Nach elf Spielen im ersten Lebensjahr sollte Lynns Hoppingreise
in einem stattlichen Tempo weitergehen. Wir begannen langsam und
steuerten mit der VV UNA ein sehr entspanntes Ziel an. Im
Eindhovener Vorort Veldhoven spielen die gelb-schwarzen Kicker
um Punkte in der viertklassigen Derde Divisie B. Die Abkürzung
„UNA“ die gegebenenfalls um die Zusätze „Voetbalvereinigung“,
den Ortsteil Zeelst und das Gründungsjahr 1929 ergänzt wird,
steht für: „Uitspanning Na Arbeid“. Erholung nach der Arbeit –
es gibt Vereinsnamen die mehr Dynamik und Ambitionen beinhalten.

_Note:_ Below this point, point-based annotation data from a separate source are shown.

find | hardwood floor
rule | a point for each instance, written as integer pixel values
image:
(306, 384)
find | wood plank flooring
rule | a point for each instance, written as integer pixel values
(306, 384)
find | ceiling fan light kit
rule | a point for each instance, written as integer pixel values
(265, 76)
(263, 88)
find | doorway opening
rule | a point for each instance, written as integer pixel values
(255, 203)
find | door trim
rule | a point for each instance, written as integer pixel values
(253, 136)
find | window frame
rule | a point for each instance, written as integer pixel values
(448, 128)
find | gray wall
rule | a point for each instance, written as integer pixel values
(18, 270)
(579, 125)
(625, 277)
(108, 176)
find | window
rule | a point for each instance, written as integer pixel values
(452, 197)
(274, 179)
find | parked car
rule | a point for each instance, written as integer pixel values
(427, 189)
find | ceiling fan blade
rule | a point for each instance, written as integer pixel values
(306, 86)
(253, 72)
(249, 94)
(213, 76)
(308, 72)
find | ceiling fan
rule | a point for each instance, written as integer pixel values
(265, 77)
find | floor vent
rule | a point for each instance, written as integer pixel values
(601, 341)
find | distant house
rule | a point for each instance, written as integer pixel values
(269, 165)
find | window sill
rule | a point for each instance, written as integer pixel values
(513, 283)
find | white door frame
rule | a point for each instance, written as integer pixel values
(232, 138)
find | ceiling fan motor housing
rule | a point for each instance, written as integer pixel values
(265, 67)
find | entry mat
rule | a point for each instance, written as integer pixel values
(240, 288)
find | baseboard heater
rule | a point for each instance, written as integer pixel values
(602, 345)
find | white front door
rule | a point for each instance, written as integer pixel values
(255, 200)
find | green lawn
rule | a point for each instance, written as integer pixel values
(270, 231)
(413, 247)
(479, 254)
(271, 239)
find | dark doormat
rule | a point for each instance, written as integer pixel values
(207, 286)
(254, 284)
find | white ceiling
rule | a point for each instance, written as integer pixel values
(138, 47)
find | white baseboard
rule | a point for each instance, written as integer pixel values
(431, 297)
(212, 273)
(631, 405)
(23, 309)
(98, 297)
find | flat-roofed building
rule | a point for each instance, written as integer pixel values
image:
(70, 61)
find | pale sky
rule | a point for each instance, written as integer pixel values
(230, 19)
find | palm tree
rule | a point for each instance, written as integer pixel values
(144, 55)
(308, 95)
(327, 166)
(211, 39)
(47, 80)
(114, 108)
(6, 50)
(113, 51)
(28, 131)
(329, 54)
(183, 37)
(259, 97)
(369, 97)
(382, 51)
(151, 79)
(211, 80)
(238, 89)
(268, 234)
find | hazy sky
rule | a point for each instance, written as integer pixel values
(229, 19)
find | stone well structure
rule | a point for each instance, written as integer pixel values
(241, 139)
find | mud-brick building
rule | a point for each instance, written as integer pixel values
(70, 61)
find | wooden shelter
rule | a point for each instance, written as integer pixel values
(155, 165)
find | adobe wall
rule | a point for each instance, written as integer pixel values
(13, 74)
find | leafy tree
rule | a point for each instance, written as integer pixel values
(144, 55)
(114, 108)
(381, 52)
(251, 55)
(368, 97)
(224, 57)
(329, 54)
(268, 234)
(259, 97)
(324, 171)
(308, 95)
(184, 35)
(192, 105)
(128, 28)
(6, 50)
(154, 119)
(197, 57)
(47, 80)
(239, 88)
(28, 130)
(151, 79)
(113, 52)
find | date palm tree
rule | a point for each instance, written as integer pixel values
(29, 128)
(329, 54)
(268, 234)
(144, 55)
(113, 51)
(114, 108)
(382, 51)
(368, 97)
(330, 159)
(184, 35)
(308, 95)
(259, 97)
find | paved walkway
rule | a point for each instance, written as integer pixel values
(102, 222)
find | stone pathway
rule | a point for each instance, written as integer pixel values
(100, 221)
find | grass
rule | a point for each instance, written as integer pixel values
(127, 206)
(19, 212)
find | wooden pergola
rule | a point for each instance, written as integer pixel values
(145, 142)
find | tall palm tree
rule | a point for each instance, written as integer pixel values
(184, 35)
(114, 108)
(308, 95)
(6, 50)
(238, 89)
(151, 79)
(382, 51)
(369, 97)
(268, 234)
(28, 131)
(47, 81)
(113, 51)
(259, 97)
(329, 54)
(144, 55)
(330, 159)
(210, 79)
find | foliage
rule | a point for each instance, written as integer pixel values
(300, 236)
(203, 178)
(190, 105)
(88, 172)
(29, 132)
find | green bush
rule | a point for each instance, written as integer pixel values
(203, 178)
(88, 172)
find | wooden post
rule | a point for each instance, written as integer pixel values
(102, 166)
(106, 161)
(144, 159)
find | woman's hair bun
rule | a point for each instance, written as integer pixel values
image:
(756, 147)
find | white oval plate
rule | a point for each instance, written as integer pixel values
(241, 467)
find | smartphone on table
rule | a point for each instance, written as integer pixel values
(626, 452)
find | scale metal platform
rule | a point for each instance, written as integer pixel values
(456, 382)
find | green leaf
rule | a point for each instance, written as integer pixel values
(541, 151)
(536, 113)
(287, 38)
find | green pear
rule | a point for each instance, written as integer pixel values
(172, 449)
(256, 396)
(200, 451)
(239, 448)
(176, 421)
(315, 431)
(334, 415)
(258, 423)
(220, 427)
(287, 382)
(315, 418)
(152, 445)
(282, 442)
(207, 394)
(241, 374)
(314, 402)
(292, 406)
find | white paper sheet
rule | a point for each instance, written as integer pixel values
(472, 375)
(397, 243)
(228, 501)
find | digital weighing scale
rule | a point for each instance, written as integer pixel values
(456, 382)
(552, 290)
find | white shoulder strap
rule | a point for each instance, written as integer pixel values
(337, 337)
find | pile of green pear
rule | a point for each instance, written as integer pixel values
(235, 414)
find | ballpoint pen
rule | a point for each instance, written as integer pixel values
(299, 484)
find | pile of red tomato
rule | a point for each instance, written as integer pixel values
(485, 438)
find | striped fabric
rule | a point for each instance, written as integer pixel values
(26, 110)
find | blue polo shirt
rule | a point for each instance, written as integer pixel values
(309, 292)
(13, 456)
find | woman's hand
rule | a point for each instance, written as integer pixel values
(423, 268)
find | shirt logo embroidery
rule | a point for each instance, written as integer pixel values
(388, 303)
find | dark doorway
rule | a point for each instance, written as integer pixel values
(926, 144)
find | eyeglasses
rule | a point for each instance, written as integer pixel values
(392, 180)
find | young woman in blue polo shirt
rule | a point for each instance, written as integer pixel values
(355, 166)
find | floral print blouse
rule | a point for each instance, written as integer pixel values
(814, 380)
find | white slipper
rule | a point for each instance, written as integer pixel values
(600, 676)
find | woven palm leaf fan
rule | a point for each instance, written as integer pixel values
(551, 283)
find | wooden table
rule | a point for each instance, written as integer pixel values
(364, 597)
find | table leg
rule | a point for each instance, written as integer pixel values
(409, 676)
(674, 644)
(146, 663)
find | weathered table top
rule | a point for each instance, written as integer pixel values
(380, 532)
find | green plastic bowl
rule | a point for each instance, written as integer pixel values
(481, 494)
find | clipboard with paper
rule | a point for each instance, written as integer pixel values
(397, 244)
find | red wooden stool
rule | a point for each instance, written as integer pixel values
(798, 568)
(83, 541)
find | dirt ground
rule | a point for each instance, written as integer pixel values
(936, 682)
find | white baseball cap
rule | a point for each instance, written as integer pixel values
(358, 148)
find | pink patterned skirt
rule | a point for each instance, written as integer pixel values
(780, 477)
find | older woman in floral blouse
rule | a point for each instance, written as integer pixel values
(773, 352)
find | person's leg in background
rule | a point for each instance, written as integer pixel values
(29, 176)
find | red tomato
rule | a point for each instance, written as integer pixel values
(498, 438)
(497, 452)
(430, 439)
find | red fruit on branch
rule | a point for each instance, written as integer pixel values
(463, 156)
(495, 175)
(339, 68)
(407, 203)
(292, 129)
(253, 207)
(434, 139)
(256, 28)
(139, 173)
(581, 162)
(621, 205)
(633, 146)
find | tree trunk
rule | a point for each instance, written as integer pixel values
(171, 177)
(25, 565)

Immerhin waren Lynn und ich motiviert. So
führte uns unser erster Weg nach der gut einstündigen Anreise
ins Vereinsheim. Die Frituur des Clubs hatte dabei ein breiteres
Angebot an frittierten Leckerbissen als so mancher Imbiss in den
niederländischen Fußgängerzonen. Nachdem auch ein zwei Pommes
bei Lynn landeten, konnten wir entspannt die Sportanlage
betrachten. Viel gabs hier nicht zu sehen. Mit nur vier mehr
oder weniger gut gepflegten Plätzen, davon ein Hauptplatz mit
künstlichem Geläuf sowie einer bescheidenen Tribüne, rangiert
man eher am unteren Ende der Attraktivitätsskala vergleichbarer
Grounds in den Amateurklassen unseres westlichen Nachbarn. Hinzu
kam ein denkbar geringes Zuschauerinteresse. Obwohl die Partie
gegen das Spitzenteam VV Gemert ein Derby war, verirrten sich
nur etwas mehr als 100 Zuschauer in den Sportpark Zeelst. Der
Grund für die dürftige Kulisse war fünf Kilometer östlich und
drei Spielklassen höher auszumachen. Zeitgleich zu unserer
Partie fand das Eredivisie-Topspiel zwischen PSV und Feyenoord
statt.
Im PSV-Stadion führten die Hausherren nach
17 Minuten bereits 3:0. In den restlichen gut 70 Minuten
passierte nichts mehr, was für die Anzeigetafel von Relevanz
war. Bei der VV UNA lief es indes nicht so rosig wie beim großen
PSV. In der 17. Minuten waren es hier die Gäste aus Gemert, die
ihrer Favoritenrolle gerecht wurden und früh das 0:2 markierten.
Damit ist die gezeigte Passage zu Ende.